All ALS patients appear to have misfolded SOD1 protein in their nervous system. The Umeå researchers were the first in the world to demonstrate that this misfolding is a tightly-controlled process that converts the protein into a form toxic to neurons. The process occurs solely in neurons, even though there is much more SOD1 in liver and kidney cells, for example. The Umeå team has found that no aggregating proteins are formed there.
“There must be something specific to the nervous system that causes failings in the nerve cell’s quality control of SOD1 synthesis. We think that the major breakthrough for research into a number of brain diseases lies in identifying substances in the cell environment that explain why certain proteins change form and become toxic,” Andersen says.
Three kinds of misfolding
The research team has developed a new analytical method for visualizing misfolded proteins. They used it to identify three separate variants of folding, A, B and C, which give rise to different subtypes of the disease in a mouse model of human ALS. The researchers also demonstrated that the variants can change form so that A becomes B, for instance.
“Greater insight into how the prions form and spread may have major clinical implications.

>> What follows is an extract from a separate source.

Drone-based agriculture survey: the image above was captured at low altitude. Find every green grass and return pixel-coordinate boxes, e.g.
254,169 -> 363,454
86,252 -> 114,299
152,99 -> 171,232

Ultimately, it may lead to more accurate diagnoses and better tailored therapies. But that insight also tells us we must pay special attention to what happens when a therapy is developed for one type of prion alone. What if this results in formation of the other types instead, which might be more aggressive than the original variant, and capable of harming more parts of the nervous system?”
“We wouldn’t be where we are today without funding from the Foundation. We would probably have discovered the SOD1 prions, but not the three types of strains and their propagation patterns. Extensive resources were needed.”
The amount of SOD1 a patient has in their neurons has been found to be a key determinant of the rate at which the disease progresses. Pharmaceutical companies are developing therapies designed to block SOD1 production that are now undergoing clinical trials, including in Sweden. But SOD1 synthesis must not be arrested; working with international colleagues, the Umeå researchers have recently identified eleven children who have no SOD1 function at all. They have suffered from a serious paralytic disease since infancy.
Preliminary data also show that the SOD1-prions seem to affect other types of proteins, turning these too into prions. According to Peter Andersen this might mean that brain diseases such as ALS and Alzheimer’s are caused by a mix of prions, brought about by changes in the protein quality machinery.
“Some ALS patients not only develop a motor neuron disease with paralysis but also fronto-temporal dementia and parkinsonism. I have a strong feeling that some of these additional lesions may be caused by non-SOD1 prions”.
International collaboration essential
In parallel with his research, Andersen works as a neurologist physician at the ALS clinic at the University Hospital in Umeå, which receives patients from throughout the Nordic region.
“Working at the clinic is very important and a source of inspiration. Without the clinic we wouldn’t have been able to carry out our lab work or the precision medicine trials,” Andersen explains.
In the coming years he aims to identify more mutations that cause misfolded SOD1, and to continue studying various types of misfolding and the factors governing the variations between patients. They are all different and patient material will be needed from a wide range of sources.
“International collaboration is essential. Samples from an individual patient or their family can make all the difference. No one can solve this on their own, that’s for sure.”